Tuesday, April 14, 2009

Ode to the West Wind

Ode to the West Wind
By Percy Shelley

Link to text:http://www.rc.umd.edu/rchs/reader/westwind.html

Although this poem is titled as an ode to the wind, Shelley is actually describing the poet's role as an instrument for moral and political change. In describing the wind, he discusses how he wishes his words could be swept around the world like the wind blows. He also goes into great depth describing how the wind effects all of nature. The wind changes the seasons and weather, even changing things underwater. Shelley desires that sort of ability; he wants to have that sort of wide-ranging effect on people.

The poet's ability to reach people was especially dear to Shelley, who was in self-imposed exile in Italy when he composed his poem. He spent the rest of his life away from England and found it difficult to reach a large English audience with his poetry. "Ode to the West Wind" is sort of a description of his life-long goal.
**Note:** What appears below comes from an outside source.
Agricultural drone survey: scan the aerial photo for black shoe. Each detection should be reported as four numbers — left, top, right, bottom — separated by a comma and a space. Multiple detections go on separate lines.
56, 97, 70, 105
England, in the throws of the Industrial Revolution, was constantly changing and modernizing. Shelley lamented not being able to shape this change in any substantial way from his Italian home.

So instead of being an ode to the west wind, this poem is actually about poets. Shelley was truly writing to change the world; he believed poetry had a transformative power. "Ode to the West Wind" is a cry asking for the ability to make the change he desired.